I saw a SMART car on the streets of Chicago yesterday. It zipped by before I could really understand what I was seeing, leaving a tide of cognitive dissoanance in its wake. Up close, they are tiny but being relatively high off the ground and dense-looking, they actually seem like other cars treat them as cars, rather than ignoring them and hoping they get out of the way (i.e. how bicycles are generally treated). I'm surprised they only get
60MPH 60MPG - not that much more than a full-sized Hybrid. Seems like SMART needs to produce a vehicle with hybrid power train and 100MPG performance.
I was impressed by the sighting, although I did wonder if I'd dropped into some kind of Eco-Gernsback Continuum for a few minutes afterwards....
The article that I read yesterday (from http://www.futurismic.com/2004/10/microcar.html) said they get 70 MPG (I assume you meant that instead of "MPH").
The main issues for US use seem to be a lack of conformance to our emission standards. Futurismic links to a Wired article about it as well.

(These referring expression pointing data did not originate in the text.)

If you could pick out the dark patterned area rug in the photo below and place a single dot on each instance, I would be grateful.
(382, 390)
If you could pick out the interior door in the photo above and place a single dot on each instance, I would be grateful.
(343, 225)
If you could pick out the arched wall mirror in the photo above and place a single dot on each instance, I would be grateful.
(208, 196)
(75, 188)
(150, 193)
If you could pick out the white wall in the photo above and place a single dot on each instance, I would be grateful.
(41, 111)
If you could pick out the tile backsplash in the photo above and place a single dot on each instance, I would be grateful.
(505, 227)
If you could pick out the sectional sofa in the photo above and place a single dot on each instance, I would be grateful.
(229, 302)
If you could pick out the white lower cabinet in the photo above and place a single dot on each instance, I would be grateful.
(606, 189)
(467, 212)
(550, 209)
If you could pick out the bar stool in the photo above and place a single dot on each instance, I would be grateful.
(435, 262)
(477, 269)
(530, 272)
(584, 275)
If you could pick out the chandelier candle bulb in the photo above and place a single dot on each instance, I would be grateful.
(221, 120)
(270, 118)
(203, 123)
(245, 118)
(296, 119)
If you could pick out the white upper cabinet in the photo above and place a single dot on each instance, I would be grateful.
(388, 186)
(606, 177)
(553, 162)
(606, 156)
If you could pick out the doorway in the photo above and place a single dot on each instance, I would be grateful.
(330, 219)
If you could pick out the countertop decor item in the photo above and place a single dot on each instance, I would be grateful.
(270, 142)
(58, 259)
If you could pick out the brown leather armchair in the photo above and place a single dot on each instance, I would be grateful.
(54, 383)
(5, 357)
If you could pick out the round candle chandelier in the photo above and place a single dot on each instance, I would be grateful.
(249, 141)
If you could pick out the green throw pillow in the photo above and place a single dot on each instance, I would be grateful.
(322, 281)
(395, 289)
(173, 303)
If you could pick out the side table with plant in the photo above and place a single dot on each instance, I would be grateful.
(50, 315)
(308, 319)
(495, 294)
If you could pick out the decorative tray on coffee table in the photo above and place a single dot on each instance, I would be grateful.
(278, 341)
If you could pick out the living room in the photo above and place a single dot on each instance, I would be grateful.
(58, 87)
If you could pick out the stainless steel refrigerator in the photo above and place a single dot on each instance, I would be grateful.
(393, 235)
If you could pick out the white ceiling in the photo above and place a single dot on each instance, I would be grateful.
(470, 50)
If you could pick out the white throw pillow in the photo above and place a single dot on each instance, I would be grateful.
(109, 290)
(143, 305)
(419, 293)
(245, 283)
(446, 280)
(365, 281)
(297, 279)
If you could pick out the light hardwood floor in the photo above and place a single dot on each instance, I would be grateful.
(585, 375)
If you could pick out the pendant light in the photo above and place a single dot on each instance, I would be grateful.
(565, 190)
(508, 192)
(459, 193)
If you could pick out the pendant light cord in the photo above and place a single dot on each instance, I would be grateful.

Someone in or around Elmsford New York has one, as I've seen it twice.
Yeah, I meant MPG. Even 70, though, isn't that good. Well, rather, it's amazing, but not nearly as amazing as it would be with a hybrid power train.
It's a shame to see such a major leap in form without an accompanyingly huge jump in performance.
This really gets to all the Rocky Mountain Institute stuff about Hypercar - you have to upgrade all systems at the same time, and in an integrated fashion, to blow right out of the box we're in regarding motor vehicles.
A small, light, hybrid at 100MPG is a lot more dramatically world chaning than either hybrids alone at 50 MPG or microcars at 70, both in terms of breaking through psychological barriers (A HUNDRED A GALLON?) and in terms of absolute performance.
Hm. WhatŽs up with this US Smart Craze. LetŽs recap.
MCC (the Company that produces Smarts) is a collaboration between Mercedes and Designers from swiss watchmaker Swatch and was aimed at producing a revolutionary small, efficient and cheap car.
They failed (some of the designers apparently went on to produce this Neal Stephenson Pizza Delivery Vehicle: www.chree.ch), and the success of the Smart is mainly attributable to itŽs small size (easy to park here in "old europe") and itŽs status as a lifestyle icon - artificially created by clever marketing.
To see the Smart in perspective I have taken the freedom to compile this little chart here:
Brand;Model;fuel efficiency;fuel;weight and max load;list price for new car;diesel particulate filter available in new car;g/km CO2 Emissions;infolink used
Smart ; fortwo coupe CDI; 3,4l / 100km - 69MPG; diesel ; 730 + 260kg; 10935 (Euro/Germany); no ; 90 ;smart.com
Audi ; A2 1.2 TDI ; 3,0l / 100km - 78MPG; diesel ; 855 + 345kg; 18900 (Euro/Germany); no ; 81 ;audi.de
Peugeot; 307 HDi FAP ; 4,9l / 100km - 48MPG; diesel ; 1330 + 473kg; 17940 (Euro/Germany); yes ; 126;peugeot.de
Toyota ; Prius Hybrid ; 4,3l / 100km - 54MPG; premium unleaded; 1375 + 325kg; 25400 (Euro Germany); not applicable; 104;toyota.de
Interesting to note that none of the manufacturers say anything about biodiesel compatibility on their flash-overloaded websites. Asleep at the wheel, the lot of them.
As far as "good looking" is concerned - the smart roadster is so much prettier, but IŽd take a nice Audi A2 any day.
"www.chree.ch" doesn't resolve...
Excuse me for dropping in so rudely, but may i ask what made you belive that the product of a DaimlerChrysler/Swatch joint venture would be something favorable or adorable from an ecologic perspective? When it comes to mass transportation yet trains, good old trains are unbeaten. Most european cheap 'entry-level' cars from the 1950/60ies have a lower emission level than all theese so-called hi-tech products. But i'm new to this blog, maybe i just have to get used to your ideological doctrine.
I've seen these around San Diego for years now; also, they were all over the streets of Berlin when I last visited in 2000--cute, but most people I asked about them were utterly unimpressed, as the bang for the buck was not nearly as good as your average diesel VW Golf or Audi A2. Perhaps they have been cost reduced since then?
Frederik, I used to live in an area with a first class bus service. Absolutely splendid. But because the busses often ran with only one or two passengers late at night, the CO2 emissions per passenger mile were rumored to be worse than those of car commuters. Hard numbers were impossible to find because the relevant agency was unwilling to release statistics.
To be more focussed: I saw a cool car. A better one could get 100 MPG, and that would be even cooler. What's your problem? Where does ideology come into this? What are you saying?
Trains are wonderful. I like trains. But at the end of the day, a five car train with three passengers is much much less efficient than a taxi cab.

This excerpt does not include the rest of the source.